Estadão desanca Barros depois do ministro defender proposta sobre “um assunto que domina mal”

O ministro da Saúde, Ricardo Barros, foi duramente criticado em editorial publicado na edição de ontem do jornal O Estado de S. Paulo. Para o jornal paulista, a proposta de Barros para criar planos de saúde mais baratos, o que segundo o ministro desafogaria o SUS, “reforça a dúvida – levantada desde o anúncio de sua escolha – sobre a real capacidade para bem gerir um dos setores mais importantes da administração federal”. A proposta foi apresentada por Barros em audiência pública realizada pelo Senado. Detalhe importante, segundo o jornal Folha de S. Paulo, o paranaense recebeu uma doação de R$ 100 mil do empresário Elon Gomes de Almeida, presidente de uma administradora de planos de saúde, para a sua campanha eleitoral, em 2014.
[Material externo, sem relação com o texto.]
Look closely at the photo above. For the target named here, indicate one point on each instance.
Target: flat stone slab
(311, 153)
No mesmo editorial, o Estadão lembra que Barros não apresentou sequer uma estimativa de quantas pessoas poderiam aderir aos planos de baixo custo, que ele defendeu. “Em resumo, Barros e seus assessores têm uma ideia muito vaga do que desejam, o que é incompatível com a importância do que está em jogo[…] Nada disso impediu o ministro de pontificar sobre um assunto que, está se vendo, domina mal”.

É uma pena que o Estadão tenha questionado o ministro apenas por ele “dominar mal” o assunto sobre o qual se propôs a defender. Existem outras coisas a serem questionadas, como a defesa, por um político tornado ministro, da ampliação de planos de saúde, tendo ele sido beneficiário por uma doação eleitoral de alguém que tem interesse em… planos de saúde.